Genetic Risk Factors and Immunopathogenesis of Antimicrobial-Induced Severe Cutaneous Adverse Reactions
Konvinse, Katherine Chanel
Adverse reactions to drugs are a threat to individual safety and quality of life. Two of the severest reactions, Stevens-Johnson syndrome/toxic epidermal necrolysis (SJS/TEN) and Drug Reaction with Eosinophilia and Systemic Symptoms (DRESS), are the consequences of aberrant immune responses. Patients with SJS/TEN develop a painful, blistering rash that results in separation and death of the upper skin layer often leading to serious infections and long-term effects such as blindness. DRESS presents with rash, fever, white blood cell abnormalities, organ failure and long-term immune abnormalities.
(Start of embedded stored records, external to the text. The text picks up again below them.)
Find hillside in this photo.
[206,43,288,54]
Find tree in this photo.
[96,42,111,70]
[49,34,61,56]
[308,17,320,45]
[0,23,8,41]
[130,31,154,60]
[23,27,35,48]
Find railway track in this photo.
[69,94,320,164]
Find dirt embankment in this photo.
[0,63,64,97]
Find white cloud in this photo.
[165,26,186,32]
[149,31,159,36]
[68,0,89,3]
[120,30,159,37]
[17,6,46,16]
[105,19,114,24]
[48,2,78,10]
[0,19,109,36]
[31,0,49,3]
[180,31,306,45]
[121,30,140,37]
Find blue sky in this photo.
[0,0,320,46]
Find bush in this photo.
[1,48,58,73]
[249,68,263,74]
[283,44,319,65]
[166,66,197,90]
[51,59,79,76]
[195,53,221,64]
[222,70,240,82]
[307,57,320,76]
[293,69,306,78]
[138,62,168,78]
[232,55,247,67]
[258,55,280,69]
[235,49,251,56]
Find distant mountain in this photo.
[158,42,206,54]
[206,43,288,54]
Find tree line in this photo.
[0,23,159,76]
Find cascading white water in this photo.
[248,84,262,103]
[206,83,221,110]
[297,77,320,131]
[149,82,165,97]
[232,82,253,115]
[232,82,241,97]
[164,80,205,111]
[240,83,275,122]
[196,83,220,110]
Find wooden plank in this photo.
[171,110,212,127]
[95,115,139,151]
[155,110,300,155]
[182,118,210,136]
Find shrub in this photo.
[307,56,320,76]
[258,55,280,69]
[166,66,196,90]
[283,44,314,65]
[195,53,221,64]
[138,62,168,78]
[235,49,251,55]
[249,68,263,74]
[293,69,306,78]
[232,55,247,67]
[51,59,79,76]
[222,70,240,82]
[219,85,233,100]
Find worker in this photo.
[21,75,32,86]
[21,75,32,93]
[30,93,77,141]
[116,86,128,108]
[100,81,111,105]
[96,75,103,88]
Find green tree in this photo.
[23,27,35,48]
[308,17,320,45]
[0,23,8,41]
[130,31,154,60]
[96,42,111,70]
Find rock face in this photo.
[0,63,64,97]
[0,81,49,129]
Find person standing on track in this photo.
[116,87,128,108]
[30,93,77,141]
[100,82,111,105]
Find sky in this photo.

Nevirapine and vancomycin are commonly used to treat life-threatening infections due to HIV and bacteria, respectively, and are known to cause both DRESS and SJS/TEN. A targeted approach examined variation in HLA genes that encode proteins that present foreign peptides on the surface of cells to stimulate an immune response. HLA-C*04:01 was identified as a necessary risk factor for nevirapine-induced SJS/TEN in a South African patient cohort and HLA-A*32:01 was strongly associated with the development of vancomycin-induced DRESS in a population of predominately European ancestry. For nevirapine and vancomycin SJS/TEN, cutting-edge techniques were used to profile the specific molecular and cellular signatures of individual cells at the site of tissue damage. These discoveries have the potential for direct translation to both scientific and clinical practice to understand, predict and prevent serious immune-mediated adverse drug reactions and to improve drug safety and patient outcomes.